When a new leader takes the helm at an agency as big as the U.S. Department of Defense (DOD), it's common for recommendations to start pouring in from all quarters. Seemingly everyone and their uncle has an opinion on what challenges the new chief should tackle first. But not in recent memory has a string of previous deputy chiefs asked the new leader to do a total overhaul of our national security strategy—while acknowledging there is a limit to what we can pay.
Yet that's what a letter sent this week by five former deputy defense secretaries to newly installed Defense Secretary Chuck Hagel did. The letter asked Hagel to conduct a comprehensive review of our ability to deter our most pressing threats, but with an important new element: “The resources needed to pay for the posture must be determined,” it states. “The long-term federal budget outlook indicates the direction of change.” That direction points to lower spending on shiny new weapons as well as fewer forces and overseas wars to deploy them to, the letter says.
This approach is a major departure from existing doctrine that military strategy must be formed completely independent of fiscal reality. That doctrine is enshrined in the Quadrenninal Defense Review, the process created in 1997 to focus Pentagon thinking on our defense posture in relation to current threats.
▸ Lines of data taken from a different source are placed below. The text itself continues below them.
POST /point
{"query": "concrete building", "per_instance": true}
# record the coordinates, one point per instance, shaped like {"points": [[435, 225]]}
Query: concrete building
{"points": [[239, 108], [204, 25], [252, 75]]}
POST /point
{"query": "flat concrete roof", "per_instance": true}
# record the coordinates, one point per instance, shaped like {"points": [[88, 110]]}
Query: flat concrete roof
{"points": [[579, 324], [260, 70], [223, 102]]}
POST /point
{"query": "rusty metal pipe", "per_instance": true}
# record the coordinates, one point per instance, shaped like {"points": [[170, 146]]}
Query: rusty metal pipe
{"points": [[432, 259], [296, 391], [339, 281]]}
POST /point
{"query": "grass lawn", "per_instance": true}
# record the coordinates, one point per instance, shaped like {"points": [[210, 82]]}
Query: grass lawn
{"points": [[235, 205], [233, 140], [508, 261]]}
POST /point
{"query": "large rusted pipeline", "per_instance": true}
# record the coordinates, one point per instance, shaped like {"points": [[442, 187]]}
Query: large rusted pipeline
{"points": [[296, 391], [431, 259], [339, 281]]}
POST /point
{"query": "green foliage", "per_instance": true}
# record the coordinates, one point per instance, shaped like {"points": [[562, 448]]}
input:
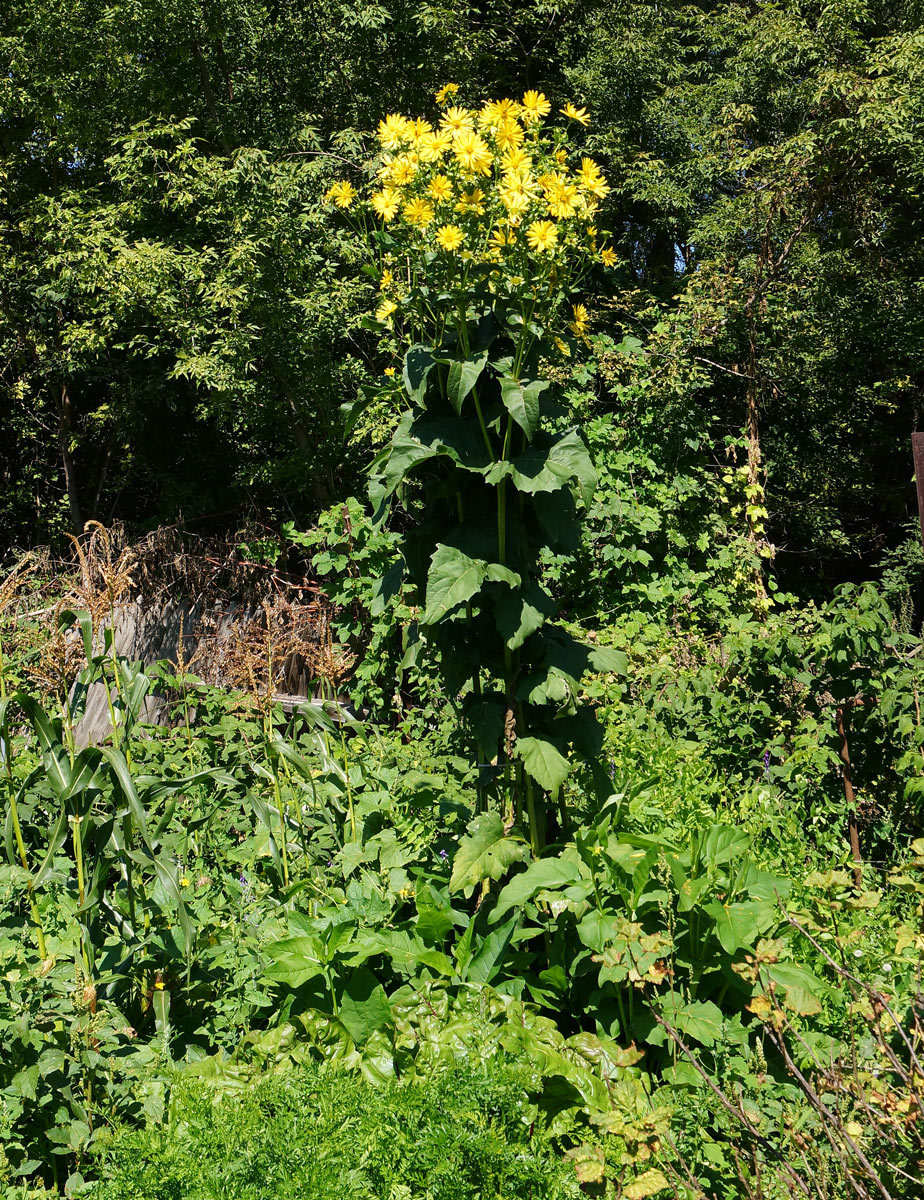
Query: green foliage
{"points": [[316, 1134]]}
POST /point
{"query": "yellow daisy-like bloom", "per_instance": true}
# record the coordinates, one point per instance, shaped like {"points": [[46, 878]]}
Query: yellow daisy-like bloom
{"points": [[472, 202], [592, 179], [561, 197], [342, 193], [433, 145], [385, 204], [455, 120], [523, 180], [534, 107], [508, 135], [419, 213], [516, 160], [449, 238], [507, 109], [515, 201], [575, 114], [501, 237], [393, 132], [418, 130], [587, 204], [489, 117], [543, 235], [441, 189], [581, 322], [402, 172], [472, 153]]}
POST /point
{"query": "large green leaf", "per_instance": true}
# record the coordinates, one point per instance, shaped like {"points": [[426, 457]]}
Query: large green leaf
{"points": [[462, 378], [549, 874], [570, 454], [738, 925], [531, 472], [364, 1008], [406, 453], [546, 765], [294, 960], [700, 1020], [454, 579], [485, 963], [521, 613], [419, 361], [485, 853]]}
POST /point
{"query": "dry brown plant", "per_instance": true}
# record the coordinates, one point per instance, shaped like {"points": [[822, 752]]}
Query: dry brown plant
{"points": [[106, 565], [274, 653]]}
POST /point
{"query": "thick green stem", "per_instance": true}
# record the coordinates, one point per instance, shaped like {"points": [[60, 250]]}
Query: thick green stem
{"points": [[21, 849], [81, 886]]}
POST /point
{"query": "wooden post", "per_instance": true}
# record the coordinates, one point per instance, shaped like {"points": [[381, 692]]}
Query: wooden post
{"points": [[850, 796], [917, 449]]}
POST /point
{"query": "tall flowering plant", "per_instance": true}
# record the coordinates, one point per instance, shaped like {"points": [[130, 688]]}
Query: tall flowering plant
{"points": [[480, 228]]}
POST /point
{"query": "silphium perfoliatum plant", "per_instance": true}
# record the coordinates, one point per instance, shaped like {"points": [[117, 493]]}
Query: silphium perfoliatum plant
{"points": [[480, 231]]}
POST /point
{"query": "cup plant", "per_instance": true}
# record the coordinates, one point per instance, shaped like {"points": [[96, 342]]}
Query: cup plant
{"points": [[479, 229]]}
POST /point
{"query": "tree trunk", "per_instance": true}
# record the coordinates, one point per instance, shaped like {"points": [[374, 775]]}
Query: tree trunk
{"points": [[65, 430]]}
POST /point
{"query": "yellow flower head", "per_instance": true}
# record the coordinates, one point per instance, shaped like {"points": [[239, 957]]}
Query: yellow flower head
{"points": [[455, 120], [385, 204], [342, 193], [501, 237], [433, 145], [418, 130], [472, 153], [489, 117], [516, 160], [543, 237], [534, 107], [561, 197], [449, 238], [575, 114], [402, 172], [592, 179], [472, 202], [441, 189], [515, 199], [581, 322], [508, 135], [419, 213], [393, 132]]}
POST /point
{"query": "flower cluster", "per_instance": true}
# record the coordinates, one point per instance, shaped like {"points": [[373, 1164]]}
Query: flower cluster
{"points": [[493, 196]]}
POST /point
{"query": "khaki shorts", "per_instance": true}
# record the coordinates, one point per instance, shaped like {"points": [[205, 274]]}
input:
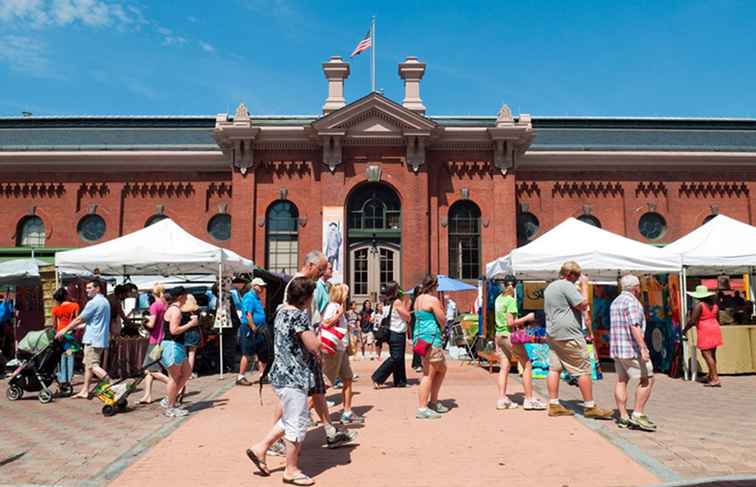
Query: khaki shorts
{"points": [[632, 368], [337, 366], [571, 355], [92, 356]]}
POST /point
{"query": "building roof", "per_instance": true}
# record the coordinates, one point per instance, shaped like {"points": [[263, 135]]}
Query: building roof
{"points": [[552, 133]]}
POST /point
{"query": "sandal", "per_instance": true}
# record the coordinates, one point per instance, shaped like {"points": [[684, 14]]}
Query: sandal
{"points": [[262, 467], [301, 479]]}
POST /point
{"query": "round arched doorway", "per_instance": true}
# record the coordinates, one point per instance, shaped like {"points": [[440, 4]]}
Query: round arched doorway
{"points": [[374, 234]]}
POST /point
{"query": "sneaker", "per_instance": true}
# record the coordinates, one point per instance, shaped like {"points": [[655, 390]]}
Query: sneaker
{"points": [[351, 418], [597, 413], [175, 412], [341, 438], [502, 404], [644, 423], [438, 407], [277, 449], [559, 410], [533, 405], [427, 414]]}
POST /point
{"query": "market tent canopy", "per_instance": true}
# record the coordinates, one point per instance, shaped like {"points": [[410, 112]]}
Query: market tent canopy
{"points": [[20, 271], [721, 245], [163, 248], [601, 254]]}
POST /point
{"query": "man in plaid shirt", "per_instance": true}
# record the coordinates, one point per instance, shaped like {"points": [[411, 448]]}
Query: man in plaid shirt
{"points": [[631, 357]]}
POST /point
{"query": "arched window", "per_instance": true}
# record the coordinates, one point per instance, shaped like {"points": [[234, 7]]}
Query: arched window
{"points": [[30, 232], [91, 228], [282, 237], [464, 240], [154, 219], [219, 227]]}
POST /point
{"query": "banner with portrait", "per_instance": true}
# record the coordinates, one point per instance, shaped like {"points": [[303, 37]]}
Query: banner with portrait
{"points": [[333, 240]]}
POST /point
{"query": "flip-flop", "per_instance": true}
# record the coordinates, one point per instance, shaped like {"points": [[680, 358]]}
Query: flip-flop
{"points": [[262, 467], [299, 480]]}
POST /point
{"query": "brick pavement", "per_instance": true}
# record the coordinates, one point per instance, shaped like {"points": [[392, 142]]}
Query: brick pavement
{"points": [[474, 443], [68, 441], [703, 432]]}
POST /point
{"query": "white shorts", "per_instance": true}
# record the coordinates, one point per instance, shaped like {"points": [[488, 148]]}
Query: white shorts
{"points": [[296, 416]]}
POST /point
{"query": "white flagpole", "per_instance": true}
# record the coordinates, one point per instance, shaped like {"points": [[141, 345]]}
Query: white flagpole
{"points": [[372, 55]]}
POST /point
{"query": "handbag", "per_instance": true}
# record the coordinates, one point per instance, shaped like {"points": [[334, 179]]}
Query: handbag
{"points": [[382, 333]]}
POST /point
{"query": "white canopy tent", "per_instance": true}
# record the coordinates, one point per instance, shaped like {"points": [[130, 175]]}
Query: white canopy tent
{"points": [[722, 245], [603, 255], [161, 249]]}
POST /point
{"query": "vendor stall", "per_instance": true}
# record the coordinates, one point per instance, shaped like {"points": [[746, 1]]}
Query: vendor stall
{"points": [[162, 249], [604, 258], [721, 247]]}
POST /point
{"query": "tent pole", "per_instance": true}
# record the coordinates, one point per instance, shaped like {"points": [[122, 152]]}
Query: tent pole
{"points": [[217, 310]]}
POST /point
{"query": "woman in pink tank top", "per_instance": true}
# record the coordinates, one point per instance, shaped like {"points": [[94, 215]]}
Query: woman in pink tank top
{"points": [[705, 317]]}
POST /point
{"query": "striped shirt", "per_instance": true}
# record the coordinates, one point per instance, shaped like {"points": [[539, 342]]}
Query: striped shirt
{"points": [[626, 311]]}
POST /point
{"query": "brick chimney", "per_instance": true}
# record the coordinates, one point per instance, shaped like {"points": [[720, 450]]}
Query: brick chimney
{"points": [[412, 71], [336, 71]]}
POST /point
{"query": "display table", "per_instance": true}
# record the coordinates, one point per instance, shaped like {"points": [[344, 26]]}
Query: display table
{"points": [[738, 353]]}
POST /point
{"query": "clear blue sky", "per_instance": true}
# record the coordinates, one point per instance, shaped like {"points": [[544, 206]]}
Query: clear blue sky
{"points": [[608, 58]]}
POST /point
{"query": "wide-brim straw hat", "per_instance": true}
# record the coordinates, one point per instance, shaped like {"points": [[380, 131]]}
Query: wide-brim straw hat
{"points": [[700, 292], [190, 305]]}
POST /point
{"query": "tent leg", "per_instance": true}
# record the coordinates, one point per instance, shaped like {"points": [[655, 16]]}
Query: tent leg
{"points": [[220, 303]]}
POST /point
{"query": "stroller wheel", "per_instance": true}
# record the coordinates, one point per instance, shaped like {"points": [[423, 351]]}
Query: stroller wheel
{"points": [[45, 396], [14, 393], [66, 390]]}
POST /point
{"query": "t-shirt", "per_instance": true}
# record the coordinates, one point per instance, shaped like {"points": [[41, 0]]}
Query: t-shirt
{"points": [[96, 315], [341, 325], [321, 295], [290, 363], [251, 304], [65, 313], [562, 318], [157, 309], [504, 305]]}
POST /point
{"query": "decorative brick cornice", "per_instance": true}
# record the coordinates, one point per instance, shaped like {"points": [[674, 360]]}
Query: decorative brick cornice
{"points": [[32, 190], [714, 189], [160, 189], [651, 188], [587, 188]]}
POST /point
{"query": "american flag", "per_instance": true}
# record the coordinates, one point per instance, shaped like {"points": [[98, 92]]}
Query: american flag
{"points": [[363, 45]]}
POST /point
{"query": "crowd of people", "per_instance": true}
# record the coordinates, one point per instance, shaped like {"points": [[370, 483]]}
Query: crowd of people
{"points": [[318, 328]]}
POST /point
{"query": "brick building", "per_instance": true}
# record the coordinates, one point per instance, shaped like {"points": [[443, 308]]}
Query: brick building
{"points": [[393, 193]]}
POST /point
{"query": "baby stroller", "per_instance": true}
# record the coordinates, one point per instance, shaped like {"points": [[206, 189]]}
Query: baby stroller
{"points": [[115, 395], [40, 354]]}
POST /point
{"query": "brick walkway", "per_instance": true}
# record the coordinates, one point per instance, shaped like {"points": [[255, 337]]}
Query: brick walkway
{"points": [[474, 443], [69, 441], [703, 432]]}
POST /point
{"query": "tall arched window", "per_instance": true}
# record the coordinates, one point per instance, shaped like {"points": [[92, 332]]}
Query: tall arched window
{"points": [[464, 240], [282, 237], [30, 232]]}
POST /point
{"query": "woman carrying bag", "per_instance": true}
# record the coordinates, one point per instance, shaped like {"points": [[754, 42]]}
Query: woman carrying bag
{"points": [[399, 316], [428, 329]]}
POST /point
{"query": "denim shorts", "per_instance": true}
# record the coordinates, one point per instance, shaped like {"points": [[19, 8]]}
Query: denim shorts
{"points": [[173, 353]]}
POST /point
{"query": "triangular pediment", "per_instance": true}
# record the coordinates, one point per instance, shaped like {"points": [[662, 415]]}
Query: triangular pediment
{"points": [[374, 114]]}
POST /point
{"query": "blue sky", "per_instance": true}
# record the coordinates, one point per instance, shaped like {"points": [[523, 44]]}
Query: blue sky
{"points": [[669, 58]]}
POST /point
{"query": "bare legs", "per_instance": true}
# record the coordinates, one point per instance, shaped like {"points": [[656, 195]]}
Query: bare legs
{"points": [[710, 356]]}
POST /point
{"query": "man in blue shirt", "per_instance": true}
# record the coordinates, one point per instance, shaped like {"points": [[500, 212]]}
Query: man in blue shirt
{"points": [[95, 319]]}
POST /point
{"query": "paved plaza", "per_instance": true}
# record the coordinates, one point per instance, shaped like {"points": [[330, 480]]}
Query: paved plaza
{"points": [[703, 433]]}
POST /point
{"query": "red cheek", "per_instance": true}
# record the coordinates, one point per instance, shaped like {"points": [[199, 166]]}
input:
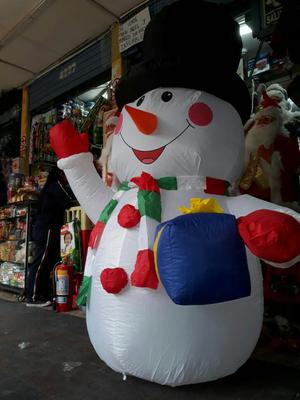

Though the original legislation stated the process must consider the budget “required to provide sufficient resources” to meet its goals, the language was amended ten years later to say the process should not be “constrained” by budgets. As we have long argued, it's exactly that kind of thinking that landed the Pentagon in the situation it faces today—trying to squeeze a bloated department into some tight budgetary britches.
The letter's departure from this doctrine may be uncommon, but these are uncommon times. The House of Representatives on Wednesday passed legislation to fund the government for the rest of the year that essentially validated the level of cuts created by sequestration, the across-the-board budget-cutting mechanism that everyone with a TV now knows will impact federal functioning. Though the legislation provided DOD with much more flexibility than other agencies—allowing it to move money into daily operations accounts—it still maintained sequester-esque spending levels. That's a big deal, considering all the hand-wringing in the multiple Congressional hearings on how sequestration would defang the world's most powerful military.
Unfortunately, the legislation also highlights another major contributor to Pentagon plumpness—Congressional pork. The letter mentions areas for savings (including health care), but mainly emphasizes the need to orient ourselves to the top threats of the future, i.e. cyber security and terrorism. Yet the House bill still adds money for Congressional priorities such as the Abrams and Bradley tanks, weapons built for the land invasions which the letter (and many military experts) say we won't be doing much of in the future.
Obviously, you don’t want the green eyeshades to completely dictate defense spending. But the strategy to meet threats to our nation has to be informed by budget constraints because the country’s fiscal situation is a threat as well. So, for all those who argue that national security decisions should not be touched by fiscal facts on the ground, this week's events should provide a wake-up call. Let's hope new leaders at the Pentagon and on Capitol Hill don't press the snooze button.